Georges Ambourouet

Personal information
- Date of birth: 1 May 1986 (age 38)
- Place of birth: Libreville, Gabon
- Height: 1.74 m (5 ft 9 in)
- Position(s): Left back

Team information
- Current team: Lozo Sport

Senior career*
- Years: Team / Apps / (Gls)
- 2001–2003: USM Libreville
- 2003–2006: Sedan / 26 / (1)
- 2006–2008: Delta Téléstar
- 2008–2009: Makedonija Gj. P. / 28 / (0)
- 2009: Ceahlăul Piatra Neamţ / 7 / (0)
- 2010–2011: Dinamo Tirana / 24 / (0)
- 2011: Missile Libreville
- 2012: Flamurtari Vlorë / 0 / (0)
- 2012: Olympique Khouribga / 5 / (1)
- 2013: Kukësi / 0 / (0)
- 2013–2014: Mounana
- 2015–2016: Akanda
- 2016–: Lozo Sport

International career
- 2003–2016: Gabon / 41 / (1)

= Georges Ambourouet =

Gabonese international football defender

Georges Ambourouet (born 1 May 1986) is a Gabonese professional footballer who plays as a defender for Lozo Sport. Between 2003 and 2016, he made 41 appearances scoring one goal for the Gabon national team.

==Club career==
Ambourouet was born in Libreville. He started his career in Gabon plying with USM Libreville until 2003 when French club CS Sedan Ardennes signed him. He played with Sedan three seasons, always in Ligue 2 making a total of 26 league appearances scoring once. In 2006, he returned to Gabon and played two seasons with Delta Téléstar Gabon Télécom FC from Libreville. In summer 2008 he moved to Macedonia and signed with FK Makedonija Gjorče Petrov where he won the domestic league. At the winter break of the 2009–10 season he had a short spell with FC Ceahlăul Piatra Neamţ playing in the Romanian Liga I. In summer 2010 he signed with Albanian previous season champions FK Dinamo Tirana. In summer 2011 he was back in Gabon where he played for Missile FC.

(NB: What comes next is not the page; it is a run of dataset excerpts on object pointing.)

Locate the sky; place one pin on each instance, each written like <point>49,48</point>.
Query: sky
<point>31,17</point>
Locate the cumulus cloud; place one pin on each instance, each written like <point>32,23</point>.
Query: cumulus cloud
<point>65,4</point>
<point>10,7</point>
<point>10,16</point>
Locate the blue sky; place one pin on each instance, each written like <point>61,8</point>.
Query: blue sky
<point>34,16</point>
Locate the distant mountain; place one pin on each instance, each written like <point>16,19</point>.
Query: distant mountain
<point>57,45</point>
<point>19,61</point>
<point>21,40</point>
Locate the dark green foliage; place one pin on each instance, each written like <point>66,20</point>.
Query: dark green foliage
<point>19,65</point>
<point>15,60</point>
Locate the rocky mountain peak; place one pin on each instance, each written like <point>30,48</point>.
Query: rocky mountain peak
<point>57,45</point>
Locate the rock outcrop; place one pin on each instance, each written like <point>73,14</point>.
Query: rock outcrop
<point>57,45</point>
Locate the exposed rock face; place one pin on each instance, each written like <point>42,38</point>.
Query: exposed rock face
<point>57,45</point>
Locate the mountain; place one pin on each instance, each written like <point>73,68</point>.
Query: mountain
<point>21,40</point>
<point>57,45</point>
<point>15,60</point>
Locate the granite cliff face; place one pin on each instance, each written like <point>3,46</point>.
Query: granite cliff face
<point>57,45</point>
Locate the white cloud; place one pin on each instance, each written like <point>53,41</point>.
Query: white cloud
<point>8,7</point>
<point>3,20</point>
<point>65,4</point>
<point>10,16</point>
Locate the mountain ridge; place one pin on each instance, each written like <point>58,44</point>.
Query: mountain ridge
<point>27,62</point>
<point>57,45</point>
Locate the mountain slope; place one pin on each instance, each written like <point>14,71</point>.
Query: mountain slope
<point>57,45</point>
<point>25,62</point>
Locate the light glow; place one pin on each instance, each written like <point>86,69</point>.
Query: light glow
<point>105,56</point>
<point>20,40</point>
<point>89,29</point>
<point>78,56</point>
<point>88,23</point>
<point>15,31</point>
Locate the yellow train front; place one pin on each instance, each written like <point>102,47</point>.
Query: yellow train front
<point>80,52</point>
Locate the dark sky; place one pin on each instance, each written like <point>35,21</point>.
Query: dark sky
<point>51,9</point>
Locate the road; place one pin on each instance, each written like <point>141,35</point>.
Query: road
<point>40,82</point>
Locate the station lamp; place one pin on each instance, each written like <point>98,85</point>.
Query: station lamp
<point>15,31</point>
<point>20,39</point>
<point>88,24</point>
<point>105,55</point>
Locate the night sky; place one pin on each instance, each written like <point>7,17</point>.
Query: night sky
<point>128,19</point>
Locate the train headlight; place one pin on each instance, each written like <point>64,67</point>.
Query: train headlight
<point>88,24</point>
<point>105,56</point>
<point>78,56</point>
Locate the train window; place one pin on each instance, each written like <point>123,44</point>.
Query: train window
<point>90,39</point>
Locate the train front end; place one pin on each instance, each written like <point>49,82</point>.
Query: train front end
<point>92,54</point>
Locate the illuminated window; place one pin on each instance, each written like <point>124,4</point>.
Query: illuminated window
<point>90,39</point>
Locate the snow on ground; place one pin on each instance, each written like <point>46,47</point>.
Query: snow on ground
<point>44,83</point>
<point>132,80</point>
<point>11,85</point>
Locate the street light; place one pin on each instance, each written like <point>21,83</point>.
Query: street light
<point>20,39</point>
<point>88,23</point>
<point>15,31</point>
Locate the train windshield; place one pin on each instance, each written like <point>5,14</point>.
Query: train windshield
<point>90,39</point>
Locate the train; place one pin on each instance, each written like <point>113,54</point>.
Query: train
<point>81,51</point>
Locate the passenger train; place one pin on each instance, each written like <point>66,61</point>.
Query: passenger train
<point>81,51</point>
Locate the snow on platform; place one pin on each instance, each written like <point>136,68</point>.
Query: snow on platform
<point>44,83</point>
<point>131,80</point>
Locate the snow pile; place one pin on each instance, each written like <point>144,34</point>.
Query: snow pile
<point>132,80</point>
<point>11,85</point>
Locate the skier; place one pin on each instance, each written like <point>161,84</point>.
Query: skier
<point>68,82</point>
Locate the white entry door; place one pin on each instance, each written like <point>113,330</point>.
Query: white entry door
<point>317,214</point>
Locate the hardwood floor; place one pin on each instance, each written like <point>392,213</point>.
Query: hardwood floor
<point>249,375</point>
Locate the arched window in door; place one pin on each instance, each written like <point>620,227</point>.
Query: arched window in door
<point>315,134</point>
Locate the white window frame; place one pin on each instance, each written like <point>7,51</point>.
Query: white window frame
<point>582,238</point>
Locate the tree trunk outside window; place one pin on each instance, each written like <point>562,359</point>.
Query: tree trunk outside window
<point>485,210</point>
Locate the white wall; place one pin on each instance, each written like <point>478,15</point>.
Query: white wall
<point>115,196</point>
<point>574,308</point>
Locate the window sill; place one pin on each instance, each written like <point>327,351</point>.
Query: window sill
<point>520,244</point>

He returned to Albania on 28 January 2012, signing for KS Flamurtari Vlorë. In the summer of 2013 he signed for FK Kukësi.

==International career==
Ambourouet was a regular member of the Gabon national team from 2003 and became one of the most experienced and capped players. He was selected to be part of the Gabon team at the 2010 Africa Cup of Nations.